Ryanair rządzi w Europie a easyJet wyprzedza Air France/KLMlink

Ryanair powrócił na trwałe na pierwsze miejsce na europejskim niebie. Lufthansa, która jest druga większość wzrostów ma dzięki zaliczeniu przejętej finalnie linii SN Brussels. Po raz pierwszy easyJet przeskoczył grupę Air France/KLM. W pierwszej czwórce mamy więc dwie tanie linie i dwie tradycyjne. Niezmiennie najszybciej w Europie rośnie Wizzair, a samoloty najlepiej zapełnia Ryanair, średnio aż w 95%.

źródło: pasazer.com

Opłaty lotniskowe po nowemu – tego oczekują linie lotniczelink

To bardzo ciekawa inicjatywa linii zrzeszonych w stowarzyszeniu Airlines For Europe. Przewoźnicy zwracają uwagę, że w ciągu ostatnich 10 lat ceny biletów spadły o 80% a wysokość opłat na największych lotniskach wzrosła o 20%. W tej chwili w rejsach europejskich uwzględniając bilety w klasie ekonomicznej w cenie biletu pasażerowie pokrywają przede wszystkim opłaty. Na przykład w cenie biletu z Warszawy do Londynu-Heathrow w obie strony około 400 PLN stanowią opłaty. Przewoźnicy zwracają uwagę, że to dzięki nim lotniska mogą uzyskiwać gigantyczne zyski ze stref komercyjnych, bo to oni przywożą ich klientów. Linie nic z tego nie mają. To może być początek większej dyskusji o opłatach i dopłatach dla linii lotniczych.

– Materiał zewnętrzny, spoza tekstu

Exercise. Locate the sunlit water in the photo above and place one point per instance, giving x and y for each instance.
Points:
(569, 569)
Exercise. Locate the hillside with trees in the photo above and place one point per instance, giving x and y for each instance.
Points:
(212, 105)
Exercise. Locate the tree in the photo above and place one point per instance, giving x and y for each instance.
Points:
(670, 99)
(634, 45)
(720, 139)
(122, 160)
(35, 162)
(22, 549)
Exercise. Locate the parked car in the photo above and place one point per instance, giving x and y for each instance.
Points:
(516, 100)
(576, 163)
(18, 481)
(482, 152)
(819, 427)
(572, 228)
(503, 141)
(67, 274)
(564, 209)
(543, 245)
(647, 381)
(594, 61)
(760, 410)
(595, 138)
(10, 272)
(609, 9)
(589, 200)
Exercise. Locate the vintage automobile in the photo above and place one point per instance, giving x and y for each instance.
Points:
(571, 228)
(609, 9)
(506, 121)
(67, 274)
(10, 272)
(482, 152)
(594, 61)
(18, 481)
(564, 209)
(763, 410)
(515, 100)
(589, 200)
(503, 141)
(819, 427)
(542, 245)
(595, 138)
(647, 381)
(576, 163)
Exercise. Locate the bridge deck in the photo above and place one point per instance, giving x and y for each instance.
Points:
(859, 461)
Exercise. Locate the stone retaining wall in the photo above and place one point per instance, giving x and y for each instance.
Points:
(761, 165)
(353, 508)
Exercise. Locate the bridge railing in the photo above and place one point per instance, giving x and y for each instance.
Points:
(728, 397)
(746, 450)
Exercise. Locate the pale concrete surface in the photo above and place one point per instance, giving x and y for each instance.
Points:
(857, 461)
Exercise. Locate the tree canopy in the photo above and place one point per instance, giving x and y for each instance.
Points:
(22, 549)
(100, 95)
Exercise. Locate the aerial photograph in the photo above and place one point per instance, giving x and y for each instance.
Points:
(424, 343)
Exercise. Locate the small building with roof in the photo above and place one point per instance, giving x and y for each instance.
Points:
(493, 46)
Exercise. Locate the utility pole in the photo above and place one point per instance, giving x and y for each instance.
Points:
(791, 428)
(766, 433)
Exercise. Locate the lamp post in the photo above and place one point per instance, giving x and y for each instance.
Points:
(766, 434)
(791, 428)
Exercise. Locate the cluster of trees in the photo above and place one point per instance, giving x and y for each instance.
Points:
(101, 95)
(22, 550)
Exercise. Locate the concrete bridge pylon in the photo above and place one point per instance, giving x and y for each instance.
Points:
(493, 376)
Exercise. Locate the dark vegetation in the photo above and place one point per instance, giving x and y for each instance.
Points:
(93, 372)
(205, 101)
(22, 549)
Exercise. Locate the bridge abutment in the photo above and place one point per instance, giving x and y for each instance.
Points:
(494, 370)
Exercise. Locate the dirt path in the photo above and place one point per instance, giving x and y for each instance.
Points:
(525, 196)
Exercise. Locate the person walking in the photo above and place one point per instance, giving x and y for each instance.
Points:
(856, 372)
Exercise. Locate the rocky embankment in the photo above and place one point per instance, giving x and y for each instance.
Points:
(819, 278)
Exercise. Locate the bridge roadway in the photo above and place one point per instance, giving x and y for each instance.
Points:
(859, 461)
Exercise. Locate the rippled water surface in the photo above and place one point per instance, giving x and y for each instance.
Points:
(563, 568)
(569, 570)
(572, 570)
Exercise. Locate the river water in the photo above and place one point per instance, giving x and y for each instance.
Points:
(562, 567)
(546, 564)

Czy Qatar Airways zarabia na lataniu?link1 link2

W zeszłym tygodniu amerykańska Delta wyprodukowała 15-minutowy film dla pracowników pokazujący jak w nielegalny sposób subsydiowane są linie z Bliskiego Wschodu. Amerykańscy przewoźnicy rozszerzają swoją ofensywę przeciwko tej grupie linii, zapominają jednak że sami wielokrotnie z różnych form protekcjonizmu korzystali. Dlatego dodaję też drugi materiał, w którym przeanalizowano zarzuty dotyczące rentowności Qatar Airways. Jak się okazuje wbrew wielu opiniom nawet bez pomocy rządu linia byłaby dochodowa. Fakt nie tak bardzo jak jest, bo rzadko korzysta na przykład z dochodów ze stref komercyjnych lotniska w Doha. Jednak samo latanie też jest rentowne.